Dalej jeszcze - tworzenie akapu, do którego siłą zaciągamy 40 milionów Polaków, jest zupełnie pozbawione sensu (i niemożliwe).

A tak w ogóle wydaje mi się, że istnieje prawidłowość - im ktoś młodszy (i lepiej pamięta małpiarnię zwaną szkołą publiczną), tym bardziej powszechna wydaje mu się "naga przemoc". Od dobrych dziesięciu lat nie znalazłem się ani razu w sytuacji zagrożenia życia lub dobytku (zagrożenia pochodzącego ze strony innych osób, oczywiście - nie liczę jakiegoś łażenia po górach, grania na giełdzie itp :) ).

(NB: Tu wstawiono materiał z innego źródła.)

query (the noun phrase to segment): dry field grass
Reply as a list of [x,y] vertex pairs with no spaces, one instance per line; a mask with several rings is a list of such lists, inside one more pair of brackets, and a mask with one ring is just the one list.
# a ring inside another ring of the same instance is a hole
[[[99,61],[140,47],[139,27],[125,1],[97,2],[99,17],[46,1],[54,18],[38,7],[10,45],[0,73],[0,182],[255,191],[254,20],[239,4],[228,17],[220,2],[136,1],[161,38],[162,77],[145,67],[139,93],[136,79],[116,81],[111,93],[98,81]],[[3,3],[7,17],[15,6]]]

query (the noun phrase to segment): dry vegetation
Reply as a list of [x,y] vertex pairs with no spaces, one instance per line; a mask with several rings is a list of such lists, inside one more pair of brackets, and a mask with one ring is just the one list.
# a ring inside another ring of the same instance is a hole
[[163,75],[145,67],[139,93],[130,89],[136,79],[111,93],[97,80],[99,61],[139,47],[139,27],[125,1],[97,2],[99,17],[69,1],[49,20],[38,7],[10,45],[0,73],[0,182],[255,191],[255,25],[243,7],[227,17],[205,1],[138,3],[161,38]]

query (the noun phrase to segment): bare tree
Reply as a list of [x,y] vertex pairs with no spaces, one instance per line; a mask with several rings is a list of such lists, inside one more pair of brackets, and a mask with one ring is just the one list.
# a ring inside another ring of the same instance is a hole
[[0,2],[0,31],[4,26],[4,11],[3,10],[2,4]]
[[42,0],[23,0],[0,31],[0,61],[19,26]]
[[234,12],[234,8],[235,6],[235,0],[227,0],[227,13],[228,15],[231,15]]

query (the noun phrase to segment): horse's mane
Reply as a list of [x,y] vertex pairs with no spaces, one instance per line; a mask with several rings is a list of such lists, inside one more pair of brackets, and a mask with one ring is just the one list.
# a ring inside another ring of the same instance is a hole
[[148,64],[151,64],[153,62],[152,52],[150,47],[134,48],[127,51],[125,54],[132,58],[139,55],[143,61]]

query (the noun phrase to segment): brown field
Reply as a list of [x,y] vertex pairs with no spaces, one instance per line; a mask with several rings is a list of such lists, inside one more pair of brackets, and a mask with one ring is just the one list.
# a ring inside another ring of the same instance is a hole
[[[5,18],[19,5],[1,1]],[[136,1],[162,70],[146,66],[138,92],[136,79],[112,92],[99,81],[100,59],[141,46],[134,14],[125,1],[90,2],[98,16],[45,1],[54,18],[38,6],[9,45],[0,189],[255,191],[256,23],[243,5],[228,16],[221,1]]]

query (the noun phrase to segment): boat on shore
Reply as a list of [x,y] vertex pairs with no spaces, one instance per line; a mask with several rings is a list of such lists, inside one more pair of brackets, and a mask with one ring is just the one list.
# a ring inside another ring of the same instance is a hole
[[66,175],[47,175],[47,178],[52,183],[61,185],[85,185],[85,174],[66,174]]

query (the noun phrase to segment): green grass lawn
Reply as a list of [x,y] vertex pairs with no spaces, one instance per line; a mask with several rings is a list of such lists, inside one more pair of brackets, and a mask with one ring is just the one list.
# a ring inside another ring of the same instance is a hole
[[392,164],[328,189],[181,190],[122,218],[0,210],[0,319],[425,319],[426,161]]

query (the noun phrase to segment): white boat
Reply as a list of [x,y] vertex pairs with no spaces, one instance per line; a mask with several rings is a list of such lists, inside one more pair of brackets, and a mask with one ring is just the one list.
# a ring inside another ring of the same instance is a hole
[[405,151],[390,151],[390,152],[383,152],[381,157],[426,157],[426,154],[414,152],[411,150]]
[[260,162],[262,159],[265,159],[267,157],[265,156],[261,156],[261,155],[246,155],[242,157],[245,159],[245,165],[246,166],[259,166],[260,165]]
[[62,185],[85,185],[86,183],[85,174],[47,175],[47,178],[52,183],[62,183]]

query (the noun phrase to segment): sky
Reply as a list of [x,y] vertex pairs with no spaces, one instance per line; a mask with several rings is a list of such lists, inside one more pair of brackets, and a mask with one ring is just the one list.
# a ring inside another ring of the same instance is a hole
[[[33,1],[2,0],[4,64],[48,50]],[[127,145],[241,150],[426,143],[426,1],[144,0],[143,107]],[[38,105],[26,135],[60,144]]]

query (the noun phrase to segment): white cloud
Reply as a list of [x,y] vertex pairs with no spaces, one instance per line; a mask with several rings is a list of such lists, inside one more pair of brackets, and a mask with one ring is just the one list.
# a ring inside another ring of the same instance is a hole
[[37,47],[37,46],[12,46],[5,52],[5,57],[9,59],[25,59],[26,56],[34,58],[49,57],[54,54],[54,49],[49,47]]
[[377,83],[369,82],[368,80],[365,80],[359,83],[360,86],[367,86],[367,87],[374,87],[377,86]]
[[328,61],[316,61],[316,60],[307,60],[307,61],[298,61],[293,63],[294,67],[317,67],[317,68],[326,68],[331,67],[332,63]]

Ale w czym problem, jak ktoś w akapie będzie chciał na własnej ziemi bawić się w demokrację, lub inne gówno, to kto mu zabroni. Ale nie może do takiej zabawy zmuszać innych. W zakazywaniu komuś przemocy (w celu innym, niż obrona lub vendetta) nie widzę nic złego. A akap to takie powszechne zakazywanie przemocy.

Pampalini, ty naprawdę płacisz podatki i przestrzegasz tych wszystkich idiotycznych przepisów, dobrowolnie? To trochę zabrzmiało jakbyś miał limo pod okiem i mówił "nikt mnie nie pobił, wyjebałem się na schodach".

Wracając pytania (dylematu) postawionego w tytule, odpowiem słowami Roberta Higgsa "Także, kiedy ktoś mówi mi, że mam zjeżdżać z tego kraju, czuję się jak mieszkaniec opanowanego przez gang Jamesa miasteczka, któremu powiedzieli, że jeśli nie podobają mu się rabunki i represje ze strony nieproszonych bandziorów, powinien przeprowadzić się do innego miasta. Kiedy mnie wydaje się, że to bandziory powinni zjeżdżać."
 

Lancaster

Kapłan Pustki
1 168
1 115
Jeszcze jedna zaleta "libertariańskiej rewolucji", jeśli do niej dojdzie przynajmniej będzie pewność, że są ludzie zasad i honoru gotowi walczyć z przestępcami i umrzeć za sprawiedliwość. Skoro teraz nikt nie chce walczyć ze złem, skąd pewność, że znajdzie się ktoś taki w akapie?